Importing large dump files can be quite time consuming, unless some precautions are taken.

Alternative export methods, such as percona-xtrabackup are faster if the entire server must be backed up and you are likely to do full restores. Similarly, consider mariabackup for MariaDB 10.2+ instances.

When attempting to restore a single database, or using mysqldump during a transition to innodb_file_per_table, the approach described below is acceptable.

Before exporting the data with mysqldump

Determine if your version of mysqldump supports --innodb-optimize-keys and whether this is appropriate for your use case (eg the destination server supports "fast index creation")

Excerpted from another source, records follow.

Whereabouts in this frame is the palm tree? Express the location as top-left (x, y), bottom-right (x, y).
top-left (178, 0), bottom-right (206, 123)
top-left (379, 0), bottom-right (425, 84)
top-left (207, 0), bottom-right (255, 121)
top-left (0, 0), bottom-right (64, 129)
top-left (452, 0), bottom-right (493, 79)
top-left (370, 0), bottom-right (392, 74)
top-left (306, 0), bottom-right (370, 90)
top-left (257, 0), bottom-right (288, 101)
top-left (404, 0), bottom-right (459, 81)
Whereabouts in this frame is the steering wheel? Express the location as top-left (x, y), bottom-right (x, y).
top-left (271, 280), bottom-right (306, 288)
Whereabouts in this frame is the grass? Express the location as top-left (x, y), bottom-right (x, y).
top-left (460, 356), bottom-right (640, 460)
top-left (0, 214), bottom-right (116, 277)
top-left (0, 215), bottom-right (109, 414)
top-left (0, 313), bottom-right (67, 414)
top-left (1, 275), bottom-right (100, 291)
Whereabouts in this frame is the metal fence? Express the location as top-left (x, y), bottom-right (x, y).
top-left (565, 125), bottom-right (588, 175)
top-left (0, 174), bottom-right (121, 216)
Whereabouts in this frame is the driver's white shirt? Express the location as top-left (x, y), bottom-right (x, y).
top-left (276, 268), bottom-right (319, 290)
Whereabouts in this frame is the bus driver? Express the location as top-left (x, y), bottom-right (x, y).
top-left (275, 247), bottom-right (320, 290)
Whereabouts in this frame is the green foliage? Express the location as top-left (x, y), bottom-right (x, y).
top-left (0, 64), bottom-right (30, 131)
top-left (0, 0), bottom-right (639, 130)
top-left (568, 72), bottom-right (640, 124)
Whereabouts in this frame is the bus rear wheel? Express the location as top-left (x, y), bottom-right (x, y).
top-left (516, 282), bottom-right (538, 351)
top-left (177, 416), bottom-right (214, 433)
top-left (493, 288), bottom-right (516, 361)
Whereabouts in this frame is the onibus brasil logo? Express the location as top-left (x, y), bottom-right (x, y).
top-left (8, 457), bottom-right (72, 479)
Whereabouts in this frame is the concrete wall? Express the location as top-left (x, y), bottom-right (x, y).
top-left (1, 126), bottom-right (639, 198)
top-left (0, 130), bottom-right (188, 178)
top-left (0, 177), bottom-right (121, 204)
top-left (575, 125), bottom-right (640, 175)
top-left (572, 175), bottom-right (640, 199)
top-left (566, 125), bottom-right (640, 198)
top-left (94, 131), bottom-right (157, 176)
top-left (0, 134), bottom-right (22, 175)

You should almost certainly use some light compression to reduce disk I/O and space usage, while doing a logical export of the data to a flat file with mysqldump, and also when feeding the sql file to the mysql client: mysqldump <options> | gzip -1 > dbname.sql.gz (if most of your data is in BLOB columns this may not be a good idea)

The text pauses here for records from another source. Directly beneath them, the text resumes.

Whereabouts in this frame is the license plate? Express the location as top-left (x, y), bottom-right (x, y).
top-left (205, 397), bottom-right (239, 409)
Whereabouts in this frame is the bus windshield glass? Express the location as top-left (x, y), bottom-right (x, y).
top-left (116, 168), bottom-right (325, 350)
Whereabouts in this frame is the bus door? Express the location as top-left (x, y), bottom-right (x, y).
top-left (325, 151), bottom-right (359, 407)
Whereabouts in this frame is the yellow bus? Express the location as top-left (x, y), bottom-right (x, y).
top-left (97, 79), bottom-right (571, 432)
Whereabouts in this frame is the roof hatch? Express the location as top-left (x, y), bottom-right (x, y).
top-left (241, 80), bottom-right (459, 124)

Another often overlooked option for mysqldump is --no-autocommit, which means that each table will be encapsulated in a transaction instead of each insert being a separate transaction.

Before starting the import

The following variables should be adjusted:

innodb_buffer_pool_size = <value as large as possible>

You should use as much as 70 to 80 percent of your available memory before the import process. This variable can also be adjusted down after the import process, to allow the server to run other services, if desired. See the official documentation.

innodb_log_file_size

Increasing the log file size will allow larger transactions to fit into one file, and reduce the number of checkpoints needed. See how to change the size safely on versions older than 5.6. It is acceptable to set innodb_log_file_size to 1/2 innodb_buffer_pool_size on modern versions of MySQL, since crash recovery is much faster than it used to be when we had to keep the innodb_log_file_size "artificially" small. Don't allow this to be smaller than say 100M or 256M if you can spare the disk space (by default innodb_log_files_in_group = 2 so this is half of the total redo log space consumed on disk)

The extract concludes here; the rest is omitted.